DEM’e söylemediğini bırakmayan, Meclis’te DEM’li bir milletvekili kürsüye çıkınca, Meclis genel kurulunu terk eden MHP lideri haklı olduğunu düşündüğüm bu sözlerinin daha tükürüğü kurumadan 1 Ekim de TBMM açılış töreninde bir barış havarisi kesiliyordu. O gün DEM’li milletvekilleriyle gülücükler saçarak tokalaşıyor ve mesajını veriyordu. “hiçbir partiyle kategorik olarak çözemeyeceğimiz bir şey yoktur, uzattığım el milli birlik ve kardeşliğimizin mesajıdır” diyordu!.. Hani bir deyim vardı “bu ne perhiz bu ne lahana turşusu” sonradan anlaşıldı bu da bir “dün dündür, bugün bugündür” taktiği idi. Ve de mimarı Cumhur’un başıydı O istemişti bir “Bahar Havası” estirilmesini aynı yıllar öncesinde yaptığı ‘çözüm sürecinin’ bir diğer aşamasıydı girilen süreç…

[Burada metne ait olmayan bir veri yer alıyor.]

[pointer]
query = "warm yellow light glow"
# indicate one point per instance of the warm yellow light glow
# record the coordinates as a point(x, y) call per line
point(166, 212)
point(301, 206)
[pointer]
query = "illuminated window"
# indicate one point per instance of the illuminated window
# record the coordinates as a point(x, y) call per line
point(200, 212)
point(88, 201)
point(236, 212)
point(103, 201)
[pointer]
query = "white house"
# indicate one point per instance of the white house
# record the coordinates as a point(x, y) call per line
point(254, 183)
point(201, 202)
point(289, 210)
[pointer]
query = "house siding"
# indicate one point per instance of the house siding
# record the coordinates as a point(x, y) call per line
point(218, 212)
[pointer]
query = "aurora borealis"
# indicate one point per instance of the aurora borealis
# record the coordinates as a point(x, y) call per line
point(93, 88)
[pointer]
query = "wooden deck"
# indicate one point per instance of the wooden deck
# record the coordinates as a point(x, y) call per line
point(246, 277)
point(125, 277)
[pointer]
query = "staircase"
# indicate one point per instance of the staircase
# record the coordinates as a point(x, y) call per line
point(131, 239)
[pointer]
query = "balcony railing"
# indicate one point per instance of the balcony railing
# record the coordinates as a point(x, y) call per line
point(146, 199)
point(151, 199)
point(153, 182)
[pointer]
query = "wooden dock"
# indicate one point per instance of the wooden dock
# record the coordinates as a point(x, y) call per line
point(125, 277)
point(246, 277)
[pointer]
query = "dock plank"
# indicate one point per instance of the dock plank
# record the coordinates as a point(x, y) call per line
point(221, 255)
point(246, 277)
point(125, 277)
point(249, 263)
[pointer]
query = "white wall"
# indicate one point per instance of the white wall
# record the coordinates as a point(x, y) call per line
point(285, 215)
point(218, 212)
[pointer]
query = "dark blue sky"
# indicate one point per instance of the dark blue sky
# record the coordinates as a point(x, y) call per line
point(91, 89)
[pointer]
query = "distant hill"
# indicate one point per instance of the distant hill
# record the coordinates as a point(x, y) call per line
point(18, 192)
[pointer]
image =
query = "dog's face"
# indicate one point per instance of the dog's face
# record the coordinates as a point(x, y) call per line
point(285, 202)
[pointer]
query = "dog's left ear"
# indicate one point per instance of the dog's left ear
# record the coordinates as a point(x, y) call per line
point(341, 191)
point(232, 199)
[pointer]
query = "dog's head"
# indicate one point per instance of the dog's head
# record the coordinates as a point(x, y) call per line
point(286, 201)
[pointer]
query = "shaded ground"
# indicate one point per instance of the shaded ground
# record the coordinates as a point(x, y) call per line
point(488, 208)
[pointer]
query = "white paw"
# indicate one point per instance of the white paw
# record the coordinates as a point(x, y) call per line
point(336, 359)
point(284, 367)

Ve bu süreçte ‘Yeni bir Anayasa yapılması vardı’, ‘bu süreçte olası bir ‘erken seçim vardı’ ve bu süreçte TBMM de oya ihtiyaç vardı o oyda DEM deydi… Ve de anlaşılıyor ki pazarlığa açıktılar demokrasi, barış ve kardeşlik adına,
‘Terör örgütü lideri Öcalan’ın Bahçelinin kürsüden ip atarak idam istediği müebbet hapis cezası ev hapsine çevrilir miydi?’ DEM’ in PKK destekçisi eski genel başkanı ve siyasetçileri hapisten çıkarılır mıydı? Partinin seçilmiş Belediye Başkanlarına uygulanan Kayyum atamaları geri alınır mıydı’?
Olmaz olmaz demeyin biz bunları benzerlerini gördük ‘Çözüm Sürecinde, Oslo Görüşmelerinde, Dolmabahçe Mutabakatında, çadır mahkemelerde yargılanıp serbest bırakılan teröristlerin Diyarbakır da mitingde boy gösterdiğini, eli kanlı katil Öcalan’ın kardeşinin TRT de konuşturulduğunu, İmralı’ya gönderilen bir akademisyenin Öcalan’la yaptığı görüşmeyi destek açıklamasının medyada yer aldığını gördük.’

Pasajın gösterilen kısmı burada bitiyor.